Art has taught us that everything in nature can be sublime: the horizons we discover, those we transform, and those which transform us. Art has helped us to understand the dimension of all that is worthy of admiration. The bridge between nature and art transcends the concept of mere representation or mimesis. In a sense, the question we need to ask ourselves is, could we live or create without the beauty offered by nature?

Thus, an artist’s union with her environment is essential to creativity and to a life well understood.

Nature as Inspiration

Although there’s a belief that the best way to concentrate is within four walls, in total isolation, and in silence, several scientific studies have shown that inspiration is also nourished when we escape confinement and find ourselves outdoors.
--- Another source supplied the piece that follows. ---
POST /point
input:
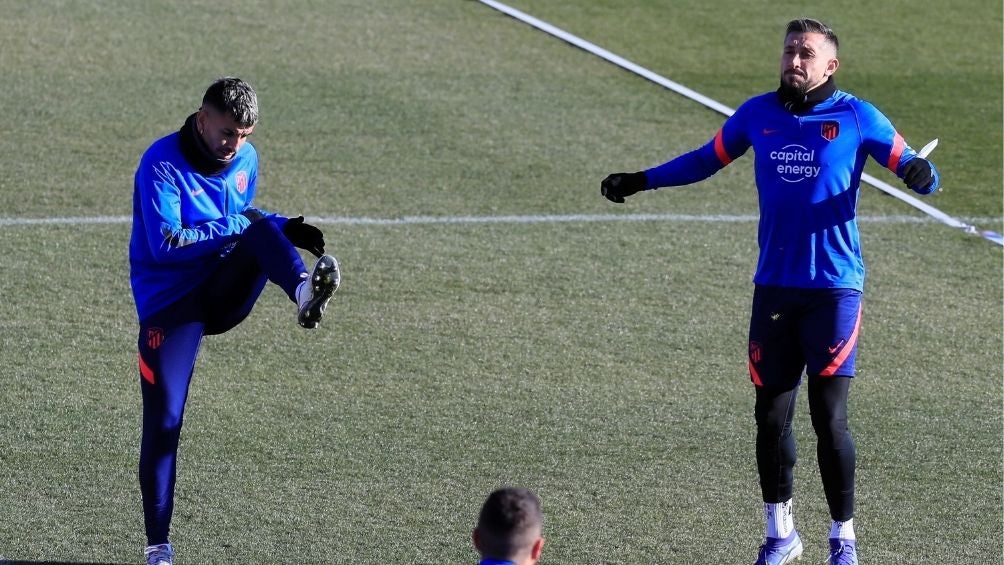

Nature gives us peace and perspective.

Staying too long in confinement is not only stifling, it’s counterproductive to the peace of mind necessary to creativity. A change of scenery can relieve stress. Choosing a quiet place, outdoors, in a space that allows one to breathe, is recommended because sometimes thoughts need a pause and then they flow in a better way.

“Freedom is the great magic mirror in which all pure and crystalline creation is reflected; within it are the tender spirits and the forms of the entirety of nature,” wrote Novalis, the poet and philosopher who represented early Romanticism in Germany. He said this regarding the role played by nature within the universe of creativity. His statement is accurate, and it’s an invitation to reimagine how we inhabit the natural world and learn from the perspective it can give us.